Alex is Lead Architect at RBC Capital Markets' technology division. "My role is about finding out what business problems within the bank need solving, and using technology to do so," he says. "As an architect, I think about what systems are going to provide that solution and what hardware those systems are going to run on." The same way an architect working on a building project will visit the site regularly to ensure that what construction workers are building fits the blueprints, an infrastructure architect will manage a technology project from inception through to deployment.
That means Alex needs to have a good understanding of what's going on at the bank from a business perspective as well its technology projects and how they interact with each other. "Technology teams often work in isolation, so my job is to act as a broker between them and make sure everything is running efficiently," explains Alex. "I act as the glue that sits between lots of different groups."
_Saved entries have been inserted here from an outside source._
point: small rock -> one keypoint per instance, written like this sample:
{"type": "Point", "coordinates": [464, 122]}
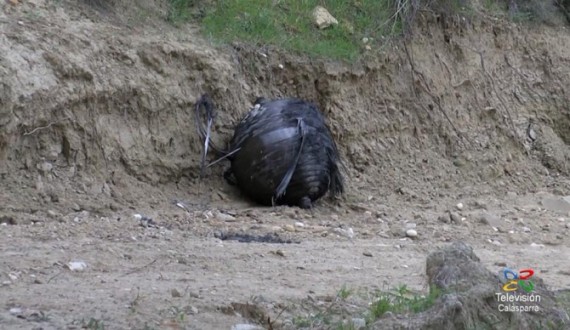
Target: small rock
{"type": "Point", "coordinates": [175, 293]}
{"type": "Point", "coordinates": [358, 323]}
{"type": "Point", "coordinates": [246, 327]}
{"type": "Point", "coordinates": [561, 204]}
{"type": "Point", "coordinates": [412, 233]}
{"type": "Point", "coordinates": [323, 18]}
{"type": "Point", "coordinates": [45, 167]}
{"type": "Point", "coordinates": [444, 218]}
{"type": "Point", "coordinates": [225, 217]}
{"type": "Point", "coordinates": [455, 217]}
{"type": "Point", "coordinates": [15, 311]}
{"type": "Point", "coordinates": [344, 232]}
{"type": "Point", "coordinates": [490, 219]}
{"type": "Point", "coordinates": [289, 228]}
{"type": "Point", "coordinates": [77, 265]}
Building big data solutions
The banking industry as a whole is looking at how to improve the processes around how to manage risk when there are increasingly high volumes of data passing through the bank every day. Banks have been attempting to find new technology solutions to cut down the time it takes to produce risk reports, which involve running "what if" scenarios on the data to see what could potentially happen if certain market conditions were to occur. These reports are invaluable as most decisions traders make are based on the risk calculations of various scenarios in these reports.
Historically, banks have generated these reports using systems that took all the data at the end of the day to produce a report the following morning. "This was somewhat problematic, because if you wanted to look into something new during the day, it didn't give you the scope to alter the model and run a new scenario," explains Alex.
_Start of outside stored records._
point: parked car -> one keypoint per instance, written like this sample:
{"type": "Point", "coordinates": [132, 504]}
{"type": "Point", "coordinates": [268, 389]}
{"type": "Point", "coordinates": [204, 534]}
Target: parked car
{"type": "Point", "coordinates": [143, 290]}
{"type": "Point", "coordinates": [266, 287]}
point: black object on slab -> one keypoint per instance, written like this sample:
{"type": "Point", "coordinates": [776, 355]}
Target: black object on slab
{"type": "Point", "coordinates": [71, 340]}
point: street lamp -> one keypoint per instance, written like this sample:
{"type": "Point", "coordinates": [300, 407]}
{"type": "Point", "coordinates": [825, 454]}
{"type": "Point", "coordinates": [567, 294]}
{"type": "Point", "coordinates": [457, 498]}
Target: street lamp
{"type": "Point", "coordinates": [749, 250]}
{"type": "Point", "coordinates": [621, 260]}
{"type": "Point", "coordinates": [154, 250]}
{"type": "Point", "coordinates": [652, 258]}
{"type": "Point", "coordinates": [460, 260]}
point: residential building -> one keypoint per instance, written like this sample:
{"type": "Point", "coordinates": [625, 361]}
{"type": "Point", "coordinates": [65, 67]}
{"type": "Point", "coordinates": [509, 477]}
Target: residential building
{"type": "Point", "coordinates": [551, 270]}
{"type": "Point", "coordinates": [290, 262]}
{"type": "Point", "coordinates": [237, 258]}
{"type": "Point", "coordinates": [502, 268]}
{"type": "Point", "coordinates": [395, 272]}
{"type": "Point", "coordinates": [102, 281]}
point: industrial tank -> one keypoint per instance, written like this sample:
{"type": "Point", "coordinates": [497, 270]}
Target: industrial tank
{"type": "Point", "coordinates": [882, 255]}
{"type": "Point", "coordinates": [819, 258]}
The solution Alex and his team developed was a big data technology, which was based on "MapReduce" - a technology originally developed by Google for running searches. This new technology opens up huge benefits for reporting. "Now, if we want to run a scenario on some new conditions, we can enter those parameters into the big data platform and generate a report in near real time," explains Alex. "This allows us to be increasingly responsive." In addition, the technology is also highly transferrable.
Scaling out rather than scaling up
From an infrastructure perspective, one of the interesting things about this big data technology is how it has been scaled up. "Traditionally, if you needed more power from a platform, you'd need to move it to a faster machine with more processing power," explains Alex. This meant investing large sums of money to buy the machines and maintain them.
The new system runs on lots of low-end commodity servers. "This means that when the system needs more power, we can scale it out, rather than scale it up, simply by adding more servers to the cluster," explains Alex. This is more cost effective and easier to do than replacing a high-end machine. It also means that the systems can be spread across the globe.